The report determines that the Government of Liberia does not fully meet the minimum standards for the elimination of human trafficking—the requirement for a country to be ranked as Tier 1—but it is making efforts to do so.
These efforts included opening a new shelter for child trafficking victims, initiating an investigation into a high-profile labor trafficking case in cooperation with foreign governments, and allocating funding to NGOs to conduct awareness raising campaigns.
The TIP Report is the world’s most comprehensive resource of government anti-trafficking efforts—including our own—and reflects the U.S. Government’s commitment to global leadership on this key human rights, law enforcement, and national security issue. In 2020, Liberia was elevated to Tier 2.
Conversely, the Government did not demonstrate overall increasing efforts compared to the previous reporting period, even considering the impact of the COVID-19 pandemic on its anti-trafficking capacity. During this period, the Liberian Government identified fewer victims, initiated fewer investigations, prosecuted fewer defendants, and did not sentence any traffickers.
According to the report, law enforcement officials still lack adequate resources and understanding of human trafficking to effectively investigate and prosecute trafficking crimes. Shelter services for victims remained insufficient, and the government did not provide support to NGOs caring for victims. For these reasons, Liberia was downgraded to the Tier 2 Watch List.
As in the past, this year’s Trafficking in Persons Report recommends a number of steps that the Government of Liberia can take to improve its ranking. These include, but are not limited to, increasing efforts to investigate and prosecute trafficking cases, including internal trafficking cases and officials accused of complicity.
The report also dwells on training law enforcement and judicial officials on identifying, investigating, and prosecuting trafficking cases under the 2005 anti-trafficking law; amending the 2005 anti-trafficking law to remove the requirement of force, fraud, or coercion in child sex trafficking cases; prescribing penalties for adult trafficking that are sufficiently stringent and commensurate with the penalties for other grave crimes; and expanding victim services— particularly for victims located outside the capital, males, and victims requiring long-term care.

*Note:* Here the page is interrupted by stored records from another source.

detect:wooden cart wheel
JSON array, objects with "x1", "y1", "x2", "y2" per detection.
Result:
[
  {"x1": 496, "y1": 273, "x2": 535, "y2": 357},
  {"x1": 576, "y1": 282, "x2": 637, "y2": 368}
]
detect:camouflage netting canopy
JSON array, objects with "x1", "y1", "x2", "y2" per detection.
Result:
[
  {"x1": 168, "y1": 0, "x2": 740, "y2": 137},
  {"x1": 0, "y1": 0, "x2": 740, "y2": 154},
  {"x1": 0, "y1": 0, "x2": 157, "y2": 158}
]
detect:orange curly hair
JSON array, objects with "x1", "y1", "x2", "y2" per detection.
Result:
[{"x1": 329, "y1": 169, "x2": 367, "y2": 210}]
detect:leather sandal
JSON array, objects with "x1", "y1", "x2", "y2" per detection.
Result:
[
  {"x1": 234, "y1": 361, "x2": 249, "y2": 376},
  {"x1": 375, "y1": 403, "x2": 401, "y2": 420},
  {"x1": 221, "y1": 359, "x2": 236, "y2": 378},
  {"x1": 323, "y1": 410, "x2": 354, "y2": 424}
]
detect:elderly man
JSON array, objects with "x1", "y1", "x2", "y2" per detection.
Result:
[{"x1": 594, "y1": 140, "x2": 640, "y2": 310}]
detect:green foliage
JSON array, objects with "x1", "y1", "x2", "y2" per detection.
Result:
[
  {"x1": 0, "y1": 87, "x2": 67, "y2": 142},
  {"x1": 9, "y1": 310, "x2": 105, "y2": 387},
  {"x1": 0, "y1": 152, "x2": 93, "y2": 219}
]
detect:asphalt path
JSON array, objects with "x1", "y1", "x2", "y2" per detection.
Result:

The Embassy commends civil society organizations for their active involvement in reporting potential trafficking cases and coordinating services for potential victims, especially the Association of Female Sociologists of Liberia and Community Watch Forum.
Others include, Defense for Children International, National Concern Youth of Liberia, Orphan Relief and Rescue, Samaritan’s Purse, THINK Liberia, World Hope International, and YWCA Liberia. Although progress on TIP must be led by the Government of Liberia in partnership with civil society, the U.S. Embassy remains committed to providing appropriate support, the report added.
For example, with funding from the Department of State’s Bureau of International Narcotics and Law Enforcement Affairs (INL), the International Development Law Organization (IDLO) has developed TIP curricula for the Liberian law enforcement and judicial sectors, including a bench book for judges, a handbook for prosecutors, and training for law enforcement officers.
The Trafficking in Persons Report is an annual report mandated by the Trafficking Victims Protection Act (TVPA), passed by the U.S. Congress in 2000. It is compiled by the Trafficking in Persons Office of the U.S. Department of State in Washington, D.C. using information from U.S. embassies, government officials, nongovernmental and international organizations, published reports, news articles, academic studies, research trips to every region of the world, and information submitted to firstname.lastname@example.org.
The United States is committed to objectively assessing government’s efforts, including its own, to meet the TVPA’s minimum standards. Each country is ranked on one of four tiers: Tier 1 – Countries whose governments fully meet the TVPA’s minimum standards for the elimination of trafficking. Tier 2 – Countries whose governments do not fully meet the TVPA’s minimum standards but are making significant efforts to bring themselves into compliance with those standards.
Tier 2 Watch List – Countries whose governments do not fully meet the TVPA’s minimum standards but are making significant efforts to bring themselves into compliance with those standards, and for which: a) the estimated number of victims of severe forms of trafficking is very significant or is significantly increasing and the country is not taking proportional concrete actions; b) there is a failure to provide evidence of increasing efforts to combat severe forms of trafficking in persons from the previous year, including increased investigations, prosecution, and convictions of trafficking crimes, increased assistance to victims, and decreasing evidence of complicity in severe forms of trafficking by government officials. Tier 3 – Countries whose governments do not fully meet the TVPA’s minimum standards and are not making significant efforts to do so.